Canal
Canal,译意为水道/管道/沟渠,主要用途是基于 MySQL 数据库增量日志解析,提供增量数据订阅和消费
早期阿里巴巴因为杭州和美国双机房部署,存在跨机房同步的业务需求,实现方式主要是基于业务 trigger 获取增量变更。
从 2010 年开始,业务逐步尝试数据库日志解析获取增量变更进行同步,由此衍生出了大量的数据库增量订阅和消费业务。
基于日志增量订阅和消费的业务包括
-
数据库镜像
-
数据库实时备份
-
索引构建和实时维护(拆分异构索引、倒排索引等)
-
业务 cache 刷新
-
带业务逻辑的增量数据处理
当前的 canal 支持源端 MySQL 版本包括 5.1.x , 5.5.x , 5.6.x , 5.7.x , 8.0.x
windows10 WSL 实战笔记
准备工作
确保已经开启 binlog
mysql> show variables where variable_name in ('log_bin', 'binlog_format', 'binlog_row_image', 'gtid_mode', 'enforce_gtid_consistency');
+--------------------------+-------+
| Variable_name | Value |
+--------------------------+-------+
| binlog_format | ROW |
| binlog_row_image | FULL |
| enforce_gtid_consistency | ON |
| gtid_mode | ON |
| log_bin | ON |
+--------------------------+-------+
创建 canal 账户
CREATE USER 'canal'@'%' IDENTIFIED BY 'canal';
GRANT ALL PRIVILEGES ON *.* TO 'canal'@'%' WITH GRANT OPTION;
flush privileges;
创建表
create database test_source;
use test_source;
drop table if exists user_info;
create table user_info
(
id int unsigned auto_increment comment '主键' primary key,
username varchar(128) not null comment '用户名',
create_time timestamp default CURRENT_TIMESTAMP not null comment '创建时间',
update_time timestamp default CURRENT_TIMESTAMP not null on update CURRENT_TIMESTAMP comment '更新时间'
) comment '用户信息表' ENGINE=Innodb default charset=utf8mb4 auto_increment=1;
初始化数据
insert into user_info (username) values ('u1');
insert into user_info (username) values ('u2');
insert into user_info (username) values ('u3');
insert into user_info (username) values ('u4');
insert into user_info (username) values ('u5');
下载 canal
$ pwd
/home/houbinbin/canal
下载 canal, 访问 release 页面 , 选择需要的包下载, 如以 canal.deployer-1.1.7.tar.gz
为例
wget https://github.com/alibaba/canal/releases/download/canal-1.1.7/canal.deployer-1.1.7.tar.gz
解压缩
tar -zxvf canal.deployer-1.1.7.tar.gz
如下:
$ ls
bin canal.deployer-1.1.7.tar.gz canal.deployer-1.1.7.tar.gz:Zone.Identifier conf lib logs plugin
配置修改
修改对应的配置文件
vi conf/example/instance.properties
## mysql serverId
canal.instance.mysql.slaveId = 1234
#position info,需要改成自己的数据库信息
canal.instance.master.address = 127.0.0.1:13306
canal.instance.master.journal.name =
canal.instance.master.position =
canal.instance.master.timestamp =
#canal.instance.standby.address =
#canal.instance.standby.journal.name =
#canal.instance.standby.position =
#canal.instance.standby.timestamp =
#username/password,需要改成自己的数据库信息
canal.instance.dbUsername = canal
canal.instance.dbPassword = canal
canal.instance.defaultDatabaseName =
canal.instance.connectionCharset = UTF-8
#table regex
canal.instance.filter.regex = .\*\\\\..\*
这里主要改一下 canal.instance.master.address 为自己的本地地址,其他的不变化。

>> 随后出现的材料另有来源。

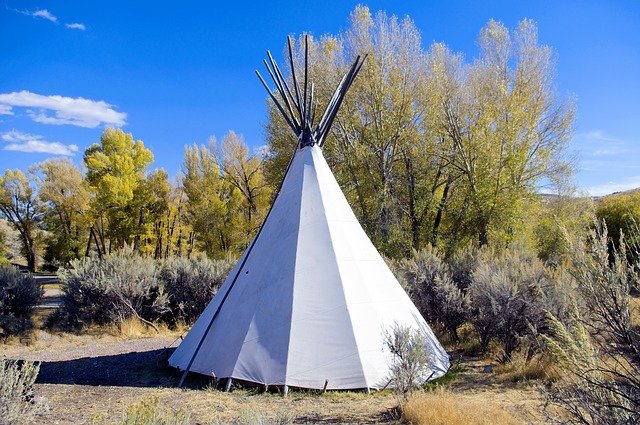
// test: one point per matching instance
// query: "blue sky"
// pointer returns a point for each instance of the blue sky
(176, 73)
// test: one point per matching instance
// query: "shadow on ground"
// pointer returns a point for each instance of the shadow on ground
(136, 369)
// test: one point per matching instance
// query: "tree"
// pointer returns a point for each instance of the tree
(244, 172)
(19, 205)
(507, 128)
(621, 212)
(211, 201)
(65, 197)
(428, 148)
(3, 246)
(116, 169)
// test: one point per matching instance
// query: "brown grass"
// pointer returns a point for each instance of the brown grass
(443, 407)
(133, 328)
(540, 367)
(634, 306)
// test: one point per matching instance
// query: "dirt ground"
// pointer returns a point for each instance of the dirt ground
(84, 377)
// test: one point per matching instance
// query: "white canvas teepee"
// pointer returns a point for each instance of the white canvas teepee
(310, 300)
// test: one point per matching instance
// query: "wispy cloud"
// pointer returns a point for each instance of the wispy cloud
(44, 14)
(47, 15)
(31, 143)
(614, 186)
(61, 110)
(5, 110)
(76, 26)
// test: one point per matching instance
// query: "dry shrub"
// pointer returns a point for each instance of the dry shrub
(634, 306)
(510, 295)
(150, 412)
(410, 358)
(16, 391)
(135, 328)
(431, 287)
(111, 290)
(539, 367)
(191, 283)
(442, 407)
(19, 294)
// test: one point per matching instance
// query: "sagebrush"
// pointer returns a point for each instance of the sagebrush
(19, 294)
(17, 404)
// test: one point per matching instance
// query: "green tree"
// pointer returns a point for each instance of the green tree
(245, 172)
(429, 148)
(116, 171)
(507, 129)
(3, 246)
(211, 202)
(65, 197)
(621, 213)
(21, 208)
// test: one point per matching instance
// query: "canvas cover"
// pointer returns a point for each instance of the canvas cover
(313, 300)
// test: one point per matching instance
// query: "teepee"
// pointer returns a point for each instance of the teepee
(310, 300)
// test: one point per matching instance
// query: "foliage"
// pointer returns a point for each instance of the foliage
(111, 290)
(509, 296)
(621, 213)
(443, 407)
(190, 284)
(65, 197)
(19, 294)
(3, 246)
(20, 207)
(152, 412)
(429, 148)
(227, 197)
(116, 171)
(411, 358)
(16, 391)
(561, 214)
(431, 287)
(597, 345)
(592, 391)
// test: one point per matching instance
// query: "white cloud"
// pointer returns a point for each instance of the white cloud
(44, 14)
(76, 26)
(598, 136)
(77, 111)
(611, 187)
(31, 143)
(5, 110)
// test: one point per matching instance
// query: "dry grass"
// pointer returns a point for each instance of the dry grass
(444, 407)
(133, 328)
(634, 306)
(540, 367)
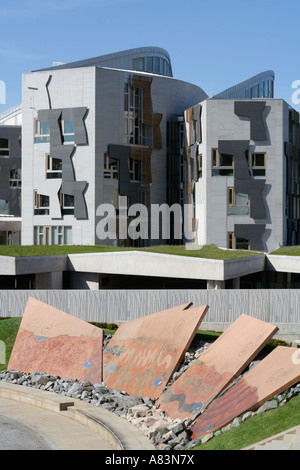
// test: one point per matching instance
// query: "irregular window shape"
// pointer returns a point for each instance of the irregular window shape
(4, 206)
(41, 204)
(4, 147)
(15, 178)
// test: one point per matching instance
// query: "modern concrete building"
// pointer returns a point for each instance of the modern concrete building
(114, 131)
(10, 184)
(244, 173)
(93, 131)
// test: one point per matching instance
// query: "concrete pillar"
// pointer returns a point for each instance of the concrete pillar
(48, 281)
(215, 285)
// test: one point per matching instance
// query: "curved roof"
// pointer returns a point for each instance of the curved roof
(236, 90)
(117, 59)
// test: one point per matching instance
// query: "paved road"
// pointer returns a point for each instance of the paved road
(16, 436)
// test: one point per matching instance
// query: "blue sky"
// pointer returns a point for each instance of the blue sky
(212, 43)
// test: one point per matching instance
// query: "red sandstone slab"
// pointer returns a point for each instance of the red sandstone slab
(221, 363)
(144, 353)
(277, 372)
(55, 342)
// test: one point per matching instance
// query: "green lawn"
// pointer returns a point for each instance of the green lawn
(257, 428)
(207, 251)
(287, 251)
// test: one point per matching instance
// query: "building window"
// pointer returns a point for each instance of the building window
(135, 131)
(200, 166)
(41, 204)
(237, 243)
(15, 178)
(135, 169)
(4, 206)
(257, 163)
(68, 131)
(10, 238)
(41, 132)
(222, 164)
(4, 148)
(66, 203)
(110, 167)
(238, 203)
(139, 64)
(53, 167)
(55, 235)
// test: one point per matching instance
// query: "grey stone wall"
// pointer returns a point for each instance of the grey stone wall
(279, 307)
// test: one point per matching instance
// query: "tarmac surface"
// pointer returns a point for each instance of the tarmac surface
(32, 419)
(17, 436)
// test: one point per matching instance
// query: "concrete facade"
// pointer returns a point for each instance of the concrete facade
(265, 219)
(82, 175)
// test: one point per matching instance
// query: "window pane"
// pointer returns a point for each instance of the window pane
(138, 64)
(68, 235)
(242, 244)
(226, 160)
(214, 157)
(258, 159)
(56, 164)
(69, 127)
(44, 201)
(54, 236)
(36, 235)
(156, 67)
(241, 199)
(4, 143)
(149, 64)
(255, 91)
(4, 207)
(68, 200)
(44, 128)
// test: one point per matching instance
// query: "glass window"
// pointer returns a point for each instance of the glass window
(255, 91)
(42, 128)
(156, 64)
(57, 235)
(15, 178)
(138, 64)
(214, 157)
(230, 240)
(4, 147)
(42, 132)
(69, 127)
(68, 200)
(242, 244)
(149, 64)
(226, 160)
(68, 235)
(258, 159)
(230, 197)
(241, 199)
(4, 206)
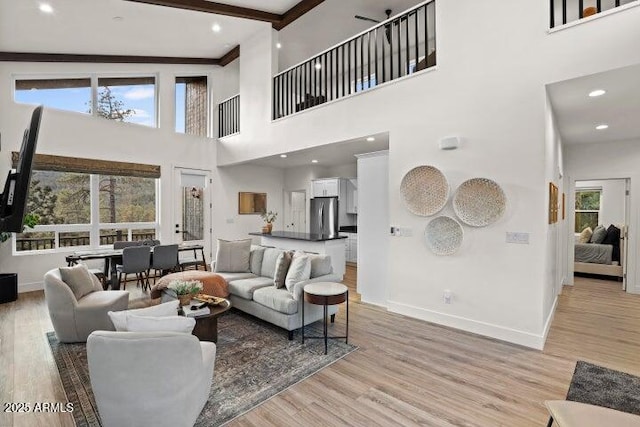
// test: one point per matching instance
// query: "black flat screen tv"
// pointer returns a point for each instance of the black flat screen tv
(13, 200)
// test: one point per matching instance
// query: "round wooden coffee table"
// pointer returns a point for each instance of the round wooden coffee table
(206, 328)
(326, 294)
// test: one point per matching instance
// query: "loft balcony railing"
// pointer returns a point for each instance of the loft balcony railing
(229, 116)
(564, 11)
(395, 48)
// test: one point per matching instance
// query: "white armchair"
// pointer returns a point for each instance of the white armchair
(149, 378)
(73, 319)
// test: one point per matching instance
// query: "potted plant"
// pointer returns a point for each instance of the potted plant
(11, 279)
(185, 289)
(269, 218)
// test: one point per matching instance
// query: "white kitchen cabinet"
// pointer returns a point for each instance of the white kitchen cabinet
(352, 196)
(326, 187)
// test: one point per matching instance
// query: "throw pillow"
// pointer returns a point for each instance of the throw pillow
(233, 256)
(299, 270)
(161, 324)
(599, 233)
(320, 265)
(119, 318)
(255, 259)
(78, 279)
(585, 236)
(282, 267)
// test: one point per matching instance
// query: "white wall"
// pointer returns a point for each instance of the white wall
(491, 93)
(612, 197)
(373, 228)
(614, 160)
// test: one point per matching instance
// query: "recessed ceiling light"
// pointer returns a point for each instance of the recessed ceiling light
(46, 8)
(597, 92)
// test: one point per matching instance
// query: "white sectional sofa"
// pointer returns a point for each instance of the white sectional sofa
(255, 293)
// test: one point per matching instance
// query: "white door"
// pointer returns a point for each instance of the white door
(192, 208)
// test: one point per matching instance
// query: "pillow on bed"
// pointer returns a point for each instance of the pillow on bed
(599, 233)
(585, 236)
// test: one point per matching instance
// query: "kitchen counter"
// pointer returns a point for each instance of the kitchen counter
(332, 244)
(308, 237)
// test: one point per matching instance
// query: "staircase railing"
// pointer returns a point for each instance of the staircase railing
(563, 11)
(400, 46)
(229, 116)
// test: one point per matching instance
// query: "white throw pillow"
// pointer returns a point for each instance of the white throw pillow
(160, 324)
(299, 270)
(78, 279)
(233, 256)
(119, 318)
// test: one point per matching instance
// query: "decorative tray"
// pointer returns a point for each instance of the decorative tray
(209, 299)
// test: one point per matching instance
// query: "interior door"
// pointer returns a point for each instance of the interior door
(192, 208)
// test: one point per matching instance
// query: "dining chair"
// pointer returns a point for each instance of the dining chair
(135, 260)
(165, 258)
(121, 244)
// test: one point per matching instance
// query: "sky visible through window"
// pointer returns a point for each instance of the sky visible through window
(139, 98)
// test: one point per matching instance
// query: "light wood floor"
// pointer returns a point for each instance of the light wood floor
(406, 372)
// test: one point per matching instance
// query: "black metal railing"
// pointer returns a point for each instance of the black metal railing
(229, 116)
(397, 47)
(41, 243)
(563, 11)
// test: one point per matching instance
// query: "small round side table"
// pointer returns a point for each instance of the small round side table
(326, 294)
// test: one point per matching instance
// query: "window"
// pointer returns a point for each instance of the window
(127, 99)
(63, 94)
(191, 105)
(587, 208)
(63, 201)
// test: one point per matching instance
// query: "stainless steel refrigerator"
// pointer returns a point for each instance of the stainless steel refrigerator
(324, 215)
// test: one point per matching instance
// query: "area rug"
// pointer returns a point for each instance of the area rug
(254, 362)
(601, 386)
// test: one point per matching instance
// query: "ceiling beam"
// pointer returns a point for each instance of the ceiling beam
(217, 8)
(296, 12)
(110, 59)
(230, 56)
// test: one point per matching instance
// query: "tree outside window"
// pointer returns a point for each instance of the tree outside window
(587, 208)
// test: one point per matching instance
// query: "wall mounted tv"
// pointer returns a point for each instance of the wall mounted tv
(13, 200)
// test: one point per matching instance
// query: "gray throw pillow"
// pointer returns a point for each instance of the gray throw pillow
(320, 265)
(233, 256)
(599, 233)
(255, 259)
(269, 259)
(282, 268)
(299, 270)
(78, 279)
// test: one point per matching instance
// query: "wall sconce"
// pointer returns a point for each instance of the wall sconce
(449, 143)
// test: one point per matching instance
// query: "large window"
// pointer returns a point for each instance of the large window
(125, 99)
(127, 210)
(191, 105)
(587, 208)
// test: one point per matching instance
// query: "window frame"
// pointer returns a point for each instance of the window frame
(578, 211)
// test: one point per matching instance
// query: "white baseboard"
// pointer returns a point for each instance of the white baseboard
(502, 333)
(30, 287)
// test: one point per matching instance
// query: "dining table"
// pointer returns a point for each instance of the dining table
(113, 257)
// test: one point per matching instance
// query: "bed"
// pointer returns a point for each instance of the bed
(605, 258)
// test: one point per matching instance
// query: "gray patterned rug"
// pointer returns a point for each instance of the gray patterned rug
(254, 362)
(601, 386)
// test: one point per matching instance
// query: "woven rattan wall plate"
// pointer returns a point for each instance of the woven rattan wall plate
(425, 190)
(444, 235)
(479, 202)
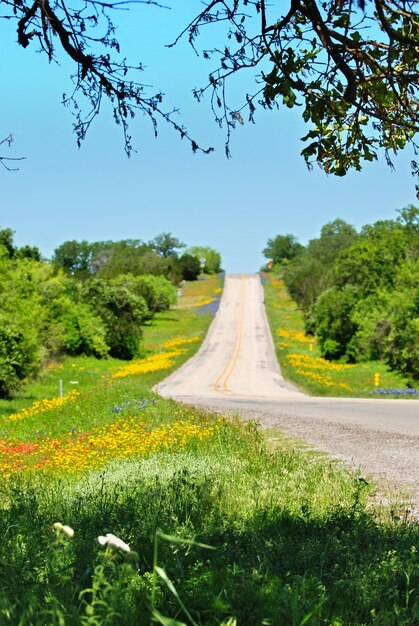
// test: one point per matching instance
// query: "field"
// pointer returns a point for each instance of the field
(301, 363)
(121, 508)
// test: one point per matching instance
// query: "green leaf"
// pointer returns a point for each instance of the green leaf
(166, 621)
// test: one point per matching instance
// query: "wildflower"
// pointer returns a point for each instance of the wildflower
(113, 542)
(67, 530)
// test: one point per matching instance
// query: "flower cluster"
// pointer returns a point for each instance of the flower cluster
(152, 363)
(82, 451)
(42, 406)
(138, 405)
(319, 370)
(294, 335)
(398, 393)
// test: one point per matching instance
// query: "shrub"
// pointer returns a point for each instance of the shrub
(19, 355)
(333, 321)
(122, 312)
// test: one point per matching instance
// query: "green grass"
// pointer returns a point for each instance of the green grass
(295, 537)
(300, 360)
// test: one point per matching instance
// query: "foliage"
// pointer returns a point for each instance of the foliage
(189, 266)
(299, 354)
(108, 259)
(227, 528)
(83, 331)
(312, 271)
(74, 257)
(352, 68)
(212, 258)
(282, 247)
(18, 355)
(166, 245)
(93, 299)
(334, 325)
(122, 311)
(359, 293)
(158, 292)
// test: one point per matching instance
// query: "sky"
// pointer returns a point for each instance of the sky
(234, 205)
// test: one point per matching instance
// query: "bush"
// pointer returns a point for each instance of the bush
(121, 310)
(189, 266)
(333, 321)
(83, 331)
(19, 356)
(158, 292)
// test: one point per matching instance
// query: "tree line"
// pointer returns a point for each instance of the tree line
(89, 299)
(359, 291)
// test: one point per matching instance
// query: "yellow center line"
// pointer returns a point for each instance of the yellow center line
(224, 377)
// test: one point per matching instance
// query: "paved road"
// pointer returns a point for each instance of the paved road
(236, 369)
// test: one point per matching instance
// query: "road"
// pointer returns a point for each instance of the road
(236, 370)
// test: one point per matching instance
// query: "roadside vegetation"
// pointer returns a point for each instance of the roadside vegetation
(352, 325)
(121, 508)
(92, 299)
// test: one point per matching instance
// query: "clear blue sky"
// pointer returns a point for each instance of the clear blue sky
(96, 193)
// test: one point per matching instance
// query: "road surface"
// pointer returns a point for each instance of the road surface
(236, 370)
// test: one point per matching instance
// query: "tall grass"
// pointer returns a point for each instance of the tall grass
(230, 528)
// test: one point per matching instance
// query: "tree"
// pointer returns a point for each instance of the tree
(189, 266)
(282, 247)
(166, 245)
(352, 67)
(74, 257)
(212, 258)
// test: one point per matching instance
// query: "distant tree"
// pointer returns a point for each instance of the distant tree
(190, 266)
(313, 270)
(6, 240)
(282, 247)
(166, 244)
(29, 252)
(120, 257)
(212, 258)
(73, 257)
(122, 311)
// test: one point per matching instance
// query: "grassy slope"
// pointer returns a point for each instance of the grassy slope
(295, 542)
(300, 359)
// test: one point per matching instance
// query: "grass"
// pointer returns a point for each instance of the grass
(224, 525)
(301, 362)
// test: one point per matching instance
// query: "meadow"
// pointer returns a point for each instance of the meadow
(302, 364)
(121, 508)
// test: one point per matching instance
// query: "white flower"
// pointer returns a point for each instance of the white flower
(67, 530)
(114, 542)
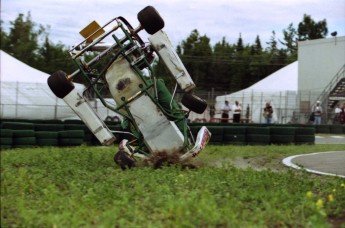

canal.instance.connectionCharset 代表数据库的编码方式对应到 java 中的编码类型,比如 UTF-8,GBK , ISO-8859-1
如果系统是1个 cpu,需要将 canal.instance.parser.parallel 设置为 false
启动
sh bin/startup.sh
查看 server 日志
cat logs/canal/canal.log
日志如下:
2024-01-27 19:46:19.266 [main] INFO com.alibaba.otter.canal.deployer.CanalLauncher - ## load canal configurations
2024-01-27 19:46:19.280 [main] INFO com.alibaba.otter.canal.deployer.CanalStarter - ## start the canal server.
2024-01-27 19:46:19.333 [main] INFO com.alibaba.otter.canal.deployer.CanalController - ## start the canal server[172.23.234.67(172.23.234.67):11111]
2024-01-27 19:46:21.108 [main] INFO com.alibaba.otter.canal.deployer.CanalStarter - ## the canal server is running now ......
查看 instance 的日志
cat logs/example/example.log
日志如下:
2024-01-27 19:46:20.101 [main] INFO c.a.otter.canal.instance.spring.CanalInstanceWithSpring - start CannalInstance for 1-example
2024-01-27 19:46:21.056 [main] WARN c.a.o.canal.parse.inbound.mysql.dbsync.LogEventConvert - --> init table filter : ^.*\..*$
2024-01-27 19:46:21.057 [main] WARN c.a.o.canal.parse.inbound.mysql.dbsync.LogEventConvert - --> init table black filter : ^mysql\.slave_.*$
2024-01-27 19:46:21.063 [main] INFO c.a.otter.canal.instance.core.AbstractCanalInstance - start successful....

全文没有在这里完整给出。